Hello, how do you translate: *to score a goal *into your language? What verb do you use? Thanks. 

*Czech*: dát gól (to give)


----------



## rusita preciosa

Russian
Забить гол [zabit' gol] - to hit-in / to strike-in


----------



## bibax

забросить шайбу (maybe it is used only in the ice hockey)

I often heard it in the TV when Krutov, Larionov, Makarov, Fetisov and Kasatonov ("red machine") _забросили шайбу_.


----------



## Panceltic

Dati gol
Zabiti gol
Zadeti


----------



## ZDalexx

Slovak : Streliť gól / Dať gól


----------



## ilocas2

Czech: dát gól, vstřelit gól, vsítit gól


----------



## marco_2

Polish:
strzelić gola
zdobyć bramkę


----------



## Korisnik116

„On je zabio/dao gol”, just „On je zabio”, or, literary (sports commentators sometimes use it) „On je zatresao mrežu.” The person who's scored a goal is called „strijelac (gola).”


----------



## Encolpius

marco_2 said:


> Polish: strzelić gola zdobyć bramkę


So, dać gola does not work, rigth?


----------



## marco_2

Encolpius said:


> So, dać gola does not work, rigth?



No, it doesn't. BTW in my school years _dać gola _meant: to give a bad mark ☺


----------



## Jeki

In Serbian we say "dati gol".


----------



## ilocas2

Yeah, _give goal_ seems to be another Czechoslovakia-Yugoslavia connection like pozor and Spanish village.....................


----------



## Stan0

bibax said:


> забросить шайбу (maybe it is used only in the ice hockey)
> 
> I often heard it in the TV when Krutov, Larionov, Makarov, Fetisov and Kasatonov ("red machine") _забросили шайбу_.

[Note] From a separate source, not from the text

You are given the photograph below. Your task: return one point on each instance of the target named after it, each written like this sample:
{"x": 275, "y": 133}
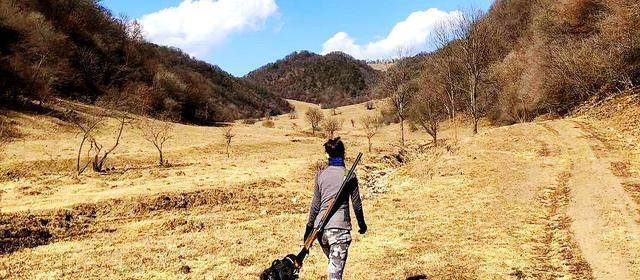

That's correct. Only used regarding ice hockey cause "шайба" is the thing ice-hockey is played with. In other cases it's "заби(ва)ть гол".


----------



## ilocas2

Welcome to the forum.

In Russian there is also забить шайбу and забросить гол.


----------



## Stan0

Никогда не слышал: "забросить гол", впрочем, я не любитель смотреть спортивные состязания.


----------



## Милан

Jeki said:


> In Serbian we say "dati gol".


And 'zabiti gol'.


----------